Contrarily, the Canadian feed has carried coverage of some events whose rights are not owned by a Canadian network—particularly early round coverage of The Open Championship, as TSN only holds rights to NBC's network coverage)—but became unavailable in the country due to their move to USA Network and/or Peacock.

=== Poland ===
Golf Channel Poland (Polish Golf Channel Polska) is a licensed version of the network owned by MWE Networks launched on March 18, 2017.

=== Golf Channel UK ===
A British version of the channel called Golf Channel UK was operated by sporting goods retailer JJB Sports, and was available on the BSkyB satellite service.

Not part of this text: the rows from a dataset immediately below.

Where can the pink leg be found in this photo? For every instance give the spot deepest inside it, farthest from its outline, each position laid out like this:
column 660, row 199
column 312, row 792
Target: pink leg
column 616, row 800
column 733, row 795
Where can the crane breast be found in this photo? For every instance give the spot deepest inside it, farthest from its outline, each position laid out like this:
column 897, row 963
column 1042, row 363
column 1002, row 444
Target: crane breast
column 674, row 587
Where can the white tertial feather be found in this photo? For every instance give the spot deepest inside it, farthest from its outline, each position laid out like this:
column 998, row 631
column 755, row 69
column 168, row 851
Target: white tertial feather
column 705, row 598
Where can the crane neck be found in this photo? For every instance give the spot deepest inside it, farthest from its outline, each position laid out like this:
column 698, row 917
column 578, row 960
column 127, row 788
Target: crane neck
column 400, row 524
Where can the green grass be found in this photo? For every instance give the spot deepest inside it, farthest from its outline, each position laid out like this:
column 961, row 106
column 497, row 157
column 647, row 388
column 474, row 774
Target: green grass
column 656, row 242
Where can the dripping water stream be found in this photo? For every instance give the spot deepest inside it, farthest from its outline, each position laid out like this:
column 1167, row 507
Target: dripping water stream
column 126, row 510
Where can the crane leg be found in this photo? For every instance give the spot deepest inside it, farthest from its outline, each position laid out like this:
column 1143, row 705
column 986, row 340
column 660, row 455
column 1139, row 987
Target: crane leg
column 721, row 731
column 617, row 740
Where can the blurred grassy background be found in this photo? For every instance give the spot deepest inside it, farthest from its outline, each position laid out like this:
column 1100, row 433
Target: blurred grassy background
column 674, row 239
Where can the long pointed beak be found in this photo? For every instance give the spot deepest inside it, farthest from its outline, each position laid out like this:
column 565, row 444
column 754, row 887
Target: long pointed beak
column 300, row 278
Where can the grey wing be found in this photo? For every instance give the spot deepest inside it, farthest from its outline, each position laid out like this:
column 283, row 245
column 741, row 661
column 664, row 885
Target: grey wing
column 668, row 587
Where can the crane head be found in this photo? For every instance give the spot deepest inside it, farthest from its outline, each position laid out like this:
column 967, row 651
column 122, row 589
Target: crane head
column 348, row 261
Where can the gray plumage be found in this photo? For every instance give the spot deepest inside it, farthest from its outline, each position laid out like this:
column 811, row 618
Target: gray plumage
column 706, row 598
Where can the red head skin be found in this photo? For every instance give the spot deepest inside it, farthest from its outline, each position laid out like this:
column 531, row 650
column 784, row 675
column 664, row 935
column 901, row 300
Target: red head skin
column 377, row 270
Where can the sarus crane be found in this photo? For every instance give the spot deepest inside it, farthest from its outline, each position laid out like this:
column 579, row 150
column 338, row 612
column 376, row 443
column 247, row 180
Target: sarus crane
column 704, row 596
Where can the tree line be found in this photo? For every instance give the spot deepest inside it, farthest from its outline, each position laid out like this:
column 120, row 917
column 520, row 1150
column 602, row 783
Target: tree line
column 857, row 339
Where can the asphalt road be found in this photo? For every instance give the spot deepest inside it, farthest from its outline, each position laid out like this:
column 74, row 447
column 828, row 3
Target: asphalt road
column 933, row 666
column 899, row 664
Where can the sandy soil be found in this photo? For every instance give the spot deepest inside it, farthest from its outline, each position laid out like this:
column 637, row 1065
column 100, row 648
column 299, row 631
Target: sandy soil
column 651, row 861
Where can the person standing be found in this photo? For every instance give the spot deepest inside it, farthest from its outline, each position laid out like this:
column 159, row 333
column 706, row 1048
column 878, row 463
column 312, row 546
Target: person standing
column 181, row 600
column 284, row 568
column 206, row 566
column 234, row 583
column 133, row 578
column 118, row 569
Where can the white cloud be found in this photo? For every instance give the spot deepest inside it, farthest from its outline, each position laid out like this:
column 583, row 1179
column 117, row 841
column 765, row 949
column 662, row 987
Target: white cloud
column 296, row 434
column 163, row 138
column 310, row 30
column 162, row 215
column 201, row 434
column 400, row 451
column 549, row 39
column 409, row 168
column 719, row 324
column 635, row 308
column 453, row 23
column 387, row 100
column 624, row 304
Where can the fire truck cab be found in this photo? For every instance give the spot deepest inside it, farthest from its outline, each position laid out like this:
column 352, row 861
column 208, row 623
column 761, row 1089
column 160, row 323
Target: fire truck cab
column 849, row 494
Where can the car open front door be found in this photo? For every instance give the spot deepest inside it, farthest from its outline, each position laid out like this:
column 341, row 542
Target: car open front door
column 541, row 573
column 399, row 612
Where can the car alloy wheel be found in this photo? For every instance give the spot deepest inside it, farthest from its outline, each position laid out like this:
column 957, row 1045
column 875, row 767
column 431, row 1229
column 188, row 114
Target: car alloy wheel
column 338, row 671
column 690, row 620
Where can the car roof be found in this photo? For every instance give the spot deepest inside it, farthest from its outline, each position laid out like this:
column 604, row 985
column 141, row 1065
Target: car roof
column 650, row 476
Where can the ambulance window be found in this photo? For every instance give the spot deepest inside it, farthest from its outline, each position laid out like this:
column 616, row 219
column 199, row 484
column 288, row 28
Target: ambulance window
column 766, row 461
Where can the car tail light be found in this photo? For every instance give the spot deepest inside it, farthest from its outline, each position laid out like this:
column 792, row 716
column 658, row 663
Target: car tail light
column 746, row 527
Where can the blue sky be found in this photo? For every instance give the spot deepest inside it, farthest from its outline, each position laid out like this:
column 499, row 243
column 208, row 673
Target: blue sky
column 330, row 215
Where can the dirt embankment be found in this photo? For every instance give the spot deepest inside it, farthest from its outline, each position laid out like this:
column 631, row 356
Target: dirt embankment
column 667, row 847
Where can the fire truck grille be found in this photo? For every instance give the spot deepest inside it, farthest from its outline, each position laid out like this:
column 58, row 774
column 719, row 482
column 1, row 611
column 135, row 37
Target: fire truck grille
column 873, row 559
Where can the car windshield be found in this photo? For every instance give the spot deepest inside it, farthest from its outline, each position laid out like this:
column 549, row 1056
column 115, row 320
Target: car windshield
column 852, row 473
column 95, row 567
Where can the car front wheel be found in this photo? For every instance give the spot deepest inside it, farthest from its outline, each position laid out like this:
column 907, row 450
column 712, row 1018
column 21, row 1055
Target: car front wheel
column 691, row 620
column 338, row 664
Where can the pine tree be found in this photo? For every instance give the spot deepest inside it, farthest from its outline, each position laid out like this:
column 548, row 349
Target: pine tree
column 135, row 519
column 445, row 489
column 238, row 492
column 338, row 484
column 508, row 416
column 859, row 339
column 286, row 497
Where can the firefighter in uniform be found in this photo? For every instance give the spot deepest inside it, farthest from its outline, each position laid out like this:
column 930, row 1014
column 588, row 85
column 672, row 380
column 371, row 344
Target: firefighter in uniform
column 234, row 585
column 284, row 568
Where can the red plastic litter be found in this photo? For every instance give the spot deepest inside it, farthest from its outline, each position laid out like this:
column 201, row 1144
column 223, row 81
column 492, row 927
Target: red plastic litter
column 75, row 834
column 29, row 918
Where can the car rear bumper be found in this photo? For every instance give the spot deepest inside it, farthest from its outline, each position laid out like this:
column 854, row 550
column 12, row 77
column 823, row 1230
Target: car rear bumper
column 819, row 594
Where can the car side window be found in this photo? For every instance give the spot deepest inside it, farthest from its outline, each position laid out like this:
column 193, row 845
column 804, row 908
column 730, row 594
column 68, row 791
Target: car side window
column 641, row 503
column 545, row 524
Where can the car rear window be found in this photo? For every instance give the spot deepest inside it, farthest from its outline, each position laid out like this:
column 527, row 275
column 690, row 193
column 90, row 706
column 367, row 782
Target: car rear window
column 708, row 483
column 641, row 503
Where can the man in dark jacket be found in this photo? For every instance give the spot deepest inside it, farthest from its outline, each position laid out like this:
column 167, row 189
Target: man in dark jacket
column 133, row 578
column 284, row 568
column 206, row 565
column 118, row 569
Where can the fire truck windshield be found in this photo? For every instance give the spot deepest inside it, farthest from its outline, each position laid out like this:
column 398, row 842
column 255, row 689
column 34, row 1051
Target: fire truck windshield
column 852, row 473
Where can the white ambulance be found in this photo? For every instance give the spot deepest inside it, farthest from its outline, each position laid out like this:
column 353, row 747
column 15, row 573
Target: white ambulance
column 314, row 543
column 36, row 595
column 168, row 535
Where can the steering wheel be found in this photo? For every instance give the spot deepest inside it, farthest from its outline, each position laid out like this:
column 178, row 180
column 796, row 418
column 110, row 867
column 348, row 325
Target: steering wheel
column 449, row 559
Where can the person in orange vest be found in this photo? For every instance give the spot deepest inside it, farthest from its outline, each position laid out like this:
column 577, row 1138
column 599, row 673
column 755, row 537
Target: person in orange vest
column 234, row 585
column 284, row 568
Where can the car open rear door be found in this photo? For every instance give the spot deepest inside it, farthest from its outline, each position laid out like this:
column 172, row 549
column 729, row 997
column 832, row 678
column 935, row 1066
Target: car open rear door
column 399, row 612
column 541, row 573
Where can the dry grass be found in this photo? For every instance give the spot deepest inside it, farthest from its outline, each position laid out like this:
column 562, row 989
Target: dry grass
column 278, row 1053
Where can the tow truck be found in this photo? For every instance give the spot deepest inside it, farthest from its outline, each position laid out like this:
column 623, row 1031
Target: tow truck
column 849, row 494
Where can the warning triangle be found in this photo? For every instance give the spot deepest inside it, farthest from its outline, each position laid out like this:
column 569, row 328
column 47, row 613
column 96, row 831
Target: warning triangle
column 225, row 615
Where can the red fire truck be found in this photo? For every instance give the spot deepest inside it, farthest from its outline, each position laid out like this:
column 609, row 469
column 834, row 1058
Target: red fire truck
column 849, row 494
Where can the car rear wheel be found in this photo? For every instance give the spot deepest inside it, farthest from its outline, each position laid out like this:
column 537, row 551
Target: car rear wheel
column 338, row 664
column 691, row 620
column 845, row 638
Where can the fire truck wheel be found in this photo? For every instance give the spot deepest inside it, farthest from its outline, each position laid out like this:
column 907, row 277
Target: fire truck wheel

It broadcast many of the programs seen on the U.S. channel, but was unable to attract a viable audience as it offered few live golf tournaments; the channel shut down on December 31, 2007.

Since the acquisition of Sky plc by Comcast in late-2018, NBC Sports properties have begun to increase their collaboration with Sky Sports for expanded coverage of relevant events; Golf Channel and Sky Sports Golf trialed on-air talent sharing and co-productions at the 2019 Players Championship.

=== Golf Channel Latin America ===
The Latin American version of the Golf Channel was launched in 2006 as a DirecTV joint venture, and was acquired from DirecTV by former DirecTV executives Jason Markham and Evan Grayer together with Inversiones Bahia in 2018. The channel broadcasts professional tournaments from the PGA Tour, PGA Tour Latinoamérica, European Tour and LPGA Tour with Spanish-speaking journalists, as well as Golf Central and other English-language shows. In 2019, Discovery bought the channel, but continues to license the brand and service marks for Golf Channel from Comcast.